Contact area is great; low resistance is another leg of the three-legged stool
never thought about (marine grade/glue lined) heat shrink helping keep moisture and air out.
Imho that is the primary reason to use it
I like the closed end, and with a shrink wrap on there they are well sealed
Because you like stuff done well
with a die that's just slightly too small is the creation of some 'wings' on the sides of the crimp where the two halves of the die meet. Shrink and perhaps a gentle filing to remove any sharp edges would fix that.
I seldom crimp in one stroke, but I start the swage, and rotate 90* and even ‘odd’ fittings don’t get the wings.
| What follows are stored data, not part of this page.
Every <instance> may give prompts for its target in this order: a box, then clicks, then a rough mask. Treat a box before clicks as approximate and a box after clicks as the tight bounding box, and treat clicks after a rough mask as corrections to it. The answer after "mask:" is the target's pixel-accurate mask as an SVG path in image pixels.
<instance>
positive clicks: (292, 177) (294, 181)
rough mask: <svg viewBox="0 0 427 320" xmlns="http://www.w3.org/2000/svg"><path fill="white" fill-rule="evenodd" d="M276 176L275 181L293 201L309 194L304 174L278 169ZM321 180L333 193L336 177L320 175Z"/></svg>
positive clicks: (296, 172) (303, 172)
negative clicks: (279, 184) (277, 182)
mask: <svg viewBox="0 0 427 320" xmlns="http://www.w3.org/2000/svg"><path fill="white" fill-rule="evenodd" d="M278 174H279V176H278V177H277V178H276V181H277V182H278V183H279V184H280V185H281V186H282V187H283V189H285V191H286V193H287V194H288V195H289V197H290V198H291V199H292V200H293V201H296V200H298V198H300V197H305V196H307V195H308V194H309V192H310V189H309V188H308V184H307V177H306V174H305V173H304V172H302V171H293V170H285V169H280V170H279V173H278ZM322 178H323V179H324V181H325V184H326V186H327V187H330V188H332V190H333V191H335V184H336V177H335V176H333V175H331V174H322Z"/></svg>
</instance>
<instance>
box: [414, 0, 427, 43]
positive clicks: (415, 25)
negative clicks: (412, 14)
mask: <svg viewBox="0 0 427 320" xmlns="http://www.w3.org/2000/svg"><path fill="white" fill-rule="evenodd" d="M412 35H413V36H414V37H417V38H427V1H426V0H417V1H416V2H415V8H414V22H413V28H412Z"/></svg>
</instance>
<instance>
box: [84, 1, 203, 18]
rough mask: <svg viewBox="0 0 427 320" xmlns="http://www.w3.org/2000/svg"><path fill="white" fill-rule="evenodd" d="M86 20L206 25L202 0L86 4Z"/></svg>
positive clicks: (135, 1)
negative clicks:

I’ve always been an annoying advocate of 100% contact. A former employer was irritated that I didn’t use the heat-shrink crush crimp terminals but used bare crimps and heat-shrinked over that. But with winter road salt and summer CaCl on dirt roads I learned a long time ago what worked. Years ago a broken spring event wrecked a boat trailer’s wiring and I quick fixed it roadside with a piece of extension cord and bare crimp butt-connectors, and heat shrink over. It’s been 15 years of a lot of wet cycles and it’s still going well-I never “fixed it.”